東川町は北海道のほぼ中央、旭川市から車で約15分、町の東部は大雪山国立公園の区域にあり、大雪山連峰の最高峰・旭岳(2290m)も町に属している。また旭岳温泉や天人峡温泉もある、大きな自然に恵まれた、人口7700人(2007年2月)の町です。 この町が突然「写真の町」を宣言したのは、1985年6月、東川創立90周年のことでした。宣言文は、『「自然」と「人」、「人」と「文化」、「人」と「人」それぞれの出会い』その感動を、与える写真。(中略)『心のこもった”写真写りの良い町”の創造をめざします』というものです。そして、東川写真賞を制定し、毎年夏の1ヶ月をかけて「フォト・フェスタ」を開催することになったのです。
 22年前のことです。町おこしの企画としても、「写真の町」とは世界でもおそらく例のない試みでしょう。しかし正直なところ、いきなり写真の町と言われても、東京から遠く離れたところへ行く人が果たしているだろうか、と疑うものが多かったのも事実でした。一時は、ご多分に漏れず1部の写真関係者の食いものにされている傾向もあったようですが、最近はイベントの1つ「高校写真甲子園」に全国から260校以上の参加があるなど、北の国の夏はますますにぎやかになっているようです。

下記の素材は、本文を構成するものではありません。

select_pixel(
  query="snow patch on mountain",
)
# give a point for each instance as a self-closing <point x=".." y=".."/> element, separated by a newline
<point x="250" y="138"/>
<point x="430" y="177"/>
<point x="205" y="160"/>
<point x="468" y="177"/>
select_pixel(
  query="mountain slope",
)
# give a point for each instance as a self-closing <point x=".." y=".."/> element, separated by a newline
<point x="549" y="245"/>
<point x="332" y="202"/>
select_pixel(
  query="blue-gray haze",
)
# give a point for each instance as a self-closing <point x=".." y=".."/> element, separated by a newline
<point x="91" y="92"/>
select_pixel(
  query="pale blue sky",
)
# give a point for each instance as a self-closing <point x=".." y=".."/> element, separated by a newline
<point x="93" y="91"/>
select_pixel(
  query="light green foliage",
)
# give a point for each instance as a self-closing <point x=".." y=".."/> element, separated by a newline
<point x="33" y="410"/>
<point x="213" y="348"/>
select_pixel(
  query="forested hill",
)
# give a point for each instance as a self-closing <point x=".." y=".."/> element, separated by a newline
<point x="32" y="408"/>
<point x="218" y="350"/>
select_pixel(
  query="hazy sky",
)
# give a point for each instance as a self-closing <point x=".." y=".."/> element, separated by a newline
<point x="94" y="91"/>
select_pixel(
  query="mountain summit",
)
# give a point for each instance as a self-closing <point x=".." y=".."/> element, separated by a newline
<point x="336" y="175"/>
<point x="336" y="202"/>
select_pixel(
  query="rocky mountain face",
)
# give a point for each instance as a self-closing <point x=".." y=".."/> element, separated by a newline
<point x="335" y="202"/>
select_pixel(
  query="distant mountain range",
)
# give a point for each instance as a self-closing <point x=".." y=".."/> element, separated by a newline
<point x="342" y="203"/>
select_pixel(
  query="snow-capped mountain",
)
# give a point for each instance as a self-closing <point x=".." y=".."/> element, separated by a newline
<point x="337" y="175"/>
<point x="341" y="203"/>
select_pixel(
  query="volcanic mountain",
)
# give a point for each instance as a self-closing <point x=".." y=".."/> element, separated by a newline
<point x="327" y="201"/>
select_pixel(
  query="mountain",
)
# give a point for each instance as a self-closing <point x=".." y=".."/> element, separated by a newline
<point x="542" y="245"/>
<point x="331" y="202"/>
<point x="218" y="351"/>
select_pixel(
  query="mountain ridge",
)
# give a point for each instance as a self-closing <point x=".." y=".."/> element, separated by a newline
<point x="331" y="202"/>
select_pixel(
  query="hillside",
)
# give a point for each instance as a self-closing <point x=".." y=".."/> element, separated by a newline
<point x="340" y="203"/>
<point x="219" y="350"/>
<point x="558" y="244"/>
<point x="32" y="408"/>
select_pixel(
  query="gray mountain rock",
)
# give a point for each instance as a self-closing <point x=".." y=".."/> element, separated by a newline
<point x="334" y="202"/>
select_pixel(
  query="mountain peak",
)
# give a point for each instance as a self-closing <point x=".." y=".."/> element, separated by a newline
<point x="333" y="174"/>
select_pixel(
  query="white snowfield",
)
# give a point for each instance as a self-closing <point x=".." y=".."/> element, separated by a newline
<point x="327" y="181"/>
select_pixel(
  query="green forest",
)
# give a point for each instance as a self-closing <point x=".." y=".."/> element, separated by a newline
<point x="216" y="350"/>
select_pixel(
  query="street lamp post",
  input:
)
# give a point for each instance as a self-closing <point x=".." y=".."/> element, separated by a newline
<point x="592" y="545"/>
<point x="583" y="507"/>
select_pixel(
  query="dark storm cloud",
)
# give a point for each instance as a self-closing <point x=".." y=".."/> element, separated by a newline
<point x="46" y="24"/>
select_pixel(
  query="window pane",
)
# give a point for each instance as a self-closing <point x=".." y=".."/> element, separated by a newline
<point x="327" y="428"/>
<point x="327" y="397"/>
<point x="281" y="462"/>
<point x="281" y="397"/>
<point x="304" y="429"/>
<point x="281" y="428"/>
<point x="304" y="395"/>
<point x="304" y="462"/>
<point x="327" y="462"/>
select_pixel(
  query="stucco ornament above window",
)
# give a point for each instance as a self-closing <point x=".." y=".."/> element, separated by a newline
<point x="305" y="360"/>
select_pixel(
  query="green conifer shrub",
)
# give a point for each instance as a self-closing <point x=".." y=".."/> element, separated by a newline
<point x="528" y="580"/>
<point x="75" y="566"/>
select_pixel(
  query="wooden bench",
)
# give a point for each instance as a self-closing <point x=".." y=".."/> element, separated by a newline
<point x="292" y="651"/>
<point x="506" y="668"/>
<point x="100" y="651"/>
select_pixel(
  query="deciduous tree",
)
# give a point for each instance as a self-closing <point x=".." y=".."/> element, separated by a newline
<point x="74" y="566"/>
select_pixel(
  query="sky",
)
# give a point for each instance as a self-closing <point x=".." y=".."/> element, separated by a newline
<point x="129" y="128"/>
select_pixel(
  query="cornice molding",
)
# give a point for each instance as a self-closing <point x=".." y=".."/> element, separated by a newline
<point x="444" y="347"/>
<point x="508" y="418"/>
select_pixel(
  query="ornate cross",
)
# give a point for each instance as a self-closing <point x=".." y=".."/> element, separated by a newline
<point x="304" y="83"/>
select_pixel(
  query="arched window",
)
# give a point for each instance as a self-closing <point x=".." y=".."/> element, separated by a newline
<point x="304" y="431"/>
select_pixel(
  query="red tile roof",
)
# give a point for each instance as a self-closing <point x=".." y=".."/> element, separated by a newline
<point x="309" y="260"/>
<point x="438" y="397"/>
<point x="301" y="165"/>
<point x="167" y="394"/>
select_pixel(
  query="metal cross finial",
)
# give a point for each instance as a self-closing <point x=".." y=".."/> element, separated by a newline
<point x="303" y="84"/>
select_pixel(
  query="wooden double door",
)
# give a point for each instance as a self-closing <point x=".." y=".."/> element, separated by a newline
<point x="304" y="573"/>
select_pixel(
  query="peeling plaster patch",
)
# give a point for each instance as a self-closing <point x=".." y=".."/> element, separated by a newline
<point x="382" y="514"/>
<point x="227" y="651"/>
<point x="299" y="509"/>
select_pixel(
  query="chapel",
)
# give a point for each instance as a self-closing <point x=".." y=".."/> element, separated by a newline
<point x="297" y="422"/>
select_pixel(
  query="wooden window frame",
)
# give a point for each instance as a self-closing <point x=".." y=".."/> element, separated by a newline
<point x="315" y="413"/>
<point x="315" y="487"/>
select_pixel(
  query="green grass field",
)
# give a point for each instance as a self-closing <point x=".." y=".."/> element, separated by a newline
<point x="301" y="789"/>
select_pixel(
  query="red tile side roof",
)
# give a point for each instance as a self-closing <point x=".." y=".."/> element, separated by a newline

その東川へ行くのは初めてでした。(ネットでは2002年に「デジタルエロチスム」と題して講演をしたことになっていますが)、松岡町長はじめ、特別対策室長の山森氏、ギャラリー館長の市川氏を中心に実に熱心で丁寧な仕事ぶりに感動しているうちに展示が終わり、翌日、帰りの便を待つ間に旭山動物園へ案内されました。
 うわさの超人気の動物園ですが、動物に驚く前に、観光バスの多さに驚いてしまいました。
旭山は動物園としては面積の小さい方だそうですが、それにしても、動物園の4倍の広さの駐車場が埋め尽くされて遠くのバスはかすんで見えます。全国からの見学者。修学旅行。旅行代理店主宰のツアーには必ず組み込まれている。平成18年には入場者は300万人を越えました。そのおかげで旭川市周辺のホテル旅館はほぼ満員、航空便も満席状態が続いているといいます。
 実はこの動物園は、平成6年にはゴリラのゴンタなどが死に、途中休園に追い込まれました。北海道拓殖銀行が破綻した前年の平成8年には入場者が最低の26万人に落ち込んだそうです。
そんなときに、赤字続きの動物園に対し、再出発の提案を出した現園長がえらい。動物たちがそれぞれ本来の姿で行動するとき、1番美しく生命力にあふれている。それを見せようという提案です。しかし、それよりも、もっと凄い人がいる。と案内の山森室長は言うのでした。閉鎖必至の動物園に予算を付けた当時の市長が凄い、と。
いよいよ夏本番です。北の国から、暑中お見舞い申し上げます。
 

写真上 旭山動物園 北極熊館 ガラス越しの水槽に餌を投げ入れると、水に潜るようすが見られる。